The calf curled up in the straw and Momma cow got right up to lick her new baby and start nagging her to nurse. The owner named the calf "Pretty." That she was, and pretty big as well. No wonder Mom was worn out.
Meanwhile, yesterday's new born calf is now an old hand at charming the kids as well as their parents and is getting non-stop petting. He's like a little Rock Star there at the birthing tent. In the pen behind him is a big-as-a-house sheep Momma to be. I can't wait to see the lambs! We have not had a sheep in the birthing tent before, just pigs and cows. Not that piglets and calves aren't thrilling too.
Along with the birthing tent, I also check in at the Country Roads - City Streets exhibit each day to see my animal friends there. They have the huge Brown Swiss oxen named Cain and Abel, a pretty baby llama, a miniature horse and donkey, alpacas and, this year, they have added 2 emus. That cracked me up because, back when we became alpaca breeders in 1999, half of the people who saw our truck sign or business card would ask us, "are they large birds?" meaning the alpacas! For some reason there was a crossed wire in the brains of a lot of people that confused alpacas with emus maybe because they both happened to enter the public consciousness at the same time.

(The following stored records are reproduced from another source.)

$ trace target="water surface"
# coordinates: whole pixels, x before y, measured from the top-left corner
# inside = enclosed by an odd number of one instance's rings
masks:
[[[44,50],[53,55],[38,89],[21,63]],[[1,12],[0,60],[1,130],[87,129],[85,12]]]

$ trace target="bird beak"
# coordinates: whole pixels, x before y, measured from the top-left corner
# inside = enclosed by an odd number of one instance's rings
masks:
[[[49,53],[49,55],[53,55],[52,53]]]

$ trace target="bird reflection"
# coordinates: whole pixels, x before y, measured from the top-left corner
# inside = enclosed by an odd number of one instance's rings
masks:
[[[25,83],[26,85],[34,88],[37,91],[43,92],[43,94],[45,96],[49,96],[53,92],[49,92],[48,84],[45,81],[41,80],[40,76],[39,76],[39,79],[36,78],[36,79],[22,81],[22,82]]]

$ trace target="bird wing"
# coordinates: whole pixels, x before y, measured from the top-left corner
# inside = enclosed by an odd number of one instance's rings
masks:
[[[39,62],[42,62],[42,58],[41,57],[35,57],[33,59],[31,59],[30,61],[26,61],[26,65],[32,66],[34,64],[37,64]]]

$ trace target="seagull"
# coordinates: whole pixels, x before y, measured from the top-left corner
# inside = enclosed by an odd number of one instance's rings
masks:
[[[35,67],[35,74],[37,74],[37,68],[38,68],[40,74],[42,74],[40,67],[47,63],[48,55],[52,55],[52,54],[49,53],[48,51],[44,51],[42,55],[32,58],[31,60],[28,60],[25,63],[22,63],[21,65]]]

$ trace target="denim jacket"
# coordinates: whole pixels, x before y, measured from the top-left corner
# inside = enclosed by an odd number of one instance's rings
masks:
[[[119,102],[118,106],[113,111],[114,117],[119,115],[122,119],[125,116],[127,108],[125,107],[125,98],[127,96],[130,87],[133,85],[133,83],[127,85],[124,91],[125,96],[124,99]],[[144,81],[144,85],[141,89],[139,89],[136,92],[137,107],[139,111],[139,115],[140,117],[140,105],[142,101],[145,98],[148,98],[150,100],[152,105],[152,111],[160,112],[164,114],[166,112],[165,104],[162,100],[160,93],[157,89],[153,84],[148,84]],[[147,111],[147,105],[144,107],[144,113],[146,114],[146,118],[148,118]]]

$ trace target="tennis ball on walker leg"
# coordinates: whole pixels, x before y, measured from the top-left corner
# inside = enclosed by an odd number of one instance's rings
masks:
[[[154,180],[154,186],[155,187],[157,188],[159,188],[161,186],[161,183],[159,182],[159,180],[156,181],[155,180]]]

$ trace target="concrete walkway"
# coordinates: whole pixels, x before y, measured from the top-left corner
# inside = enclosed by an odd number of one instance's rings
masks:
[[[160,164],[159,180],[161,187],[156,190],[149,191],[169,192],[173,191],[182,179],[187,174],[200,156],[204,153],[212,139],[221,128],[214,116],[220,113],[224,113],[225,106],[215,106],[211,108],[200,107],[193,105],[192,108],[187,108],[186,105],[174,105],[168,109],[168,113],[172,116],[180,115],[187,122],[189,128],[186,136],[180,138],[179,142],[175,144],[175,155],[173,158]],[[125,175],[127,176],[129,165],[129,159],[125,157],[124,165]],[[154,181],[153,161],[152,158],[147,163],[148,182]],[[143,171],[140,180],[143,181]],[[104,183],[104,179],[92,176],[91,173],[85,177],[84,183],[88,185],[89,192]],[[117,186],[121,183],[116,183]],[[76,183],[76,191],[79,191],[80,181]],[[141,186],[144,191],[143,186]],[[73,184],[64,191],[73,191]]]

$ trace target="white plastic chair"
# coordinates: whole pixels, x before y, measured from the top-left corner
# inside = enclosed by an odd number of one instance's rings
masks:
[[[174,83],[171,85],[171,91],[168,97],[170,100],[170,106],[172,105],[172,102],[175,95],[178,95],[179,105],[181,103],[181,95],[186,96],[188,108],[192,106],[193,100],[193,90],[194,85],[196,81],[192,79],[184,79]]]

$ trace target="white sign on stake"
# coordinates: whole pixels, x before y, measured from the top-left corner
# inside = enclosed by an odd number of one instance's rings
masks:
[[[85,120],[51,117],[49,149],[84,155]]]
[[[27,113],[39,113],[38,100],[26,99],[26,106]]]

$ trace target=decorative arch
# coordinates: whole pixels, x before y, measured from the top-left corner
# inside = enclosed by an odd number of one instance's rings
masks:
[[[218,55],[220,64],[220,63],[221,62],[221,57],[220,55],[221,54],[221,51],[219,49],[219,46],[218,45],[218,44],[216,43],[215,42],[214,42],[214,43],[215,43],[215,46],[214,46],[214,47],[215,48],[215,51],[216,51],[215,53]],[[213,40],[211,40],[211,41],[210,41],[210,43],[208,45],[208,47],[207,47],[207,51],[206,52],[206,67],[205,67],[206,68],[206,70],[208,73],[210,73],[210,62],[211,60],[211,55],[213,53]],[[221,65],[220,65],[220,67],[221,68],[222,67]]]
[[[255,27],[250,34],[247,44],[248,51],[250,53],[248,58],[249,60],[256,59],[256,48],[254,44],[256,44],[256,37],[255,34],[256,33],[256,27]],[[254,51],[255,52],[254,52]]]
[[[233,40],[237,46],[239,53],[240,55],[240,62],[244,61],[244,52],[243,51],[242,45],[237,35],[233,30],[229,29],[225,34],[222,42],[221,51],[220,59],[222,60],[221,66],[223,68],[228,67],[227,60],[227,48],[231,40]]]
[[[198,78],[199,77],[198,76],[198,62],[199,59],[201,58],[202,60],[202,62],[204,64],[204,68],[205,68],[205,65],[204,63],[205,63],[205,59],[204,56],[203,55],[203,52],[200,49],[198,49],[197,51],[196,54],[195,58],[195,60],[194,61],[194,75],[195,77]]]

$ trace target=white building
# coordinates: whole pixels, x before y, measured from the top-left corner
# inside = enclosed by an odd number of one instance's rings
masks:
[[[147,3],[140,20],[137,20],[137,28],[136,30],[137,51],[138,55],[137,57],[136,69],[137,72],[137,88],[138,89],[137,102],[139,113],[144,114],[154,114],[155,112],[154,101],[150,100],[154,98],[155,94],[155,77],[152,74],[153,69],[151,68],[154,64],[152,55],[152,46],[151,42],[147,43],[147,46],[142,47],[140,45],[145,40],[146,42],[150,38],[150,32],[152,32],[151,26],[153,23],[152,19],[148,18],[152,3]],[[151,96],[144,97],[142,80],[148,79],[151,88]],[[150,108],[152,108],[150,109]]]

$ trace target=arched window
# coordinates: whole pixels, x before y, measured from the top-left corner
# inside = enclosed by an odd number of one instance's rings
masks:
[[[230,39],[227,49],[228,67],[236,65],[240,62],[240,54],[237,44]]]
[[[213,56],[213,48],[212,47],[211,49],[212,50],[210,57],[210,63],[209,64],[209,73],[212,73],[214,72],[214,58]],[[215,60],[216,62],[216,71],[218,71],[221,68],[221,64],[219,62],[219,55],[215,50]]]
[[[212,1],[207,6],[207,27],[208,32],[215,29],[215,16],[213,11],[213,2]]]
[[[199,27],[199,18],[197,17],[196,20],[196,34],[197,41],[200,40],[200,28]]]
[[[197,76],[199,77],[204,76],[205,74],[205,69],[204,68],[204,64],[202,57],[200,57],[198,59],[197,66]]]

Even now, reporters for business magazines and newspapers love to predict the impending crash of the alpaca market using crashes in the U.S. market for emus and ostriches as a basis for comparison. The trouble is that they have been making this same prediction every year for at least 20 years. So crazy! You wonder how these people get hired. As my friend Ingrid Wood from Stormwind Alpacas said in her rebuttal to one such article in the Wall Street Journal,
"Would you warn a sheep breeder to get out of business because the chicken farmer in the next town lost his customers?" and she also said,
"Can you say species?" good one Ingrid! Birds and mammals have as much in common as, say, reptiles and mammals. You might just as well talk about the market for Iguanas in relation to the market for alpacas.
So, I do kind of like the Emus but I really don't get the idea of raising very large, fast-running birds with scary claws so I can eat them. I'll stick with the fuzzy calm alpacas and the warm sweaters and socks that don't require slaughtering. Emus are pretty though:
My favorite inhabitant of the Country Road - City Streets this year is this amazingly cute Babydoll Southdown sheep!
How cute is that little thing!!!???, and it wouldn't really be any trouble to put this guy under your arm, walk to the parking lot and stuff it inside of your car. Not that I'm advocating livestock stealing but a person can have her fantasies.
Don't assume that this is some designer breed of sheep; It's actually a heritage breed. To find out more about the long history of this breed, go here:
Baby Doll Southdown Sheep Breed Association
On my way out of the fair grounds, I always stop behind the sheep barns to watch the children "fitting" their sheep for show. These kids work so hard and take such wonderful care of their animals. How beautiful that their parents gave them the gift of this life experience! I wish every child could be doing something like this instead of sitting in front of their television set 4 hours (average) a day! Oops - I'm lecturing again - sorry.
So, tomorrow is the judging for the alpaca fleece show. I got 20 fleeces and 6 skeins, which is not as many as I wanted but enough for a pretty good show.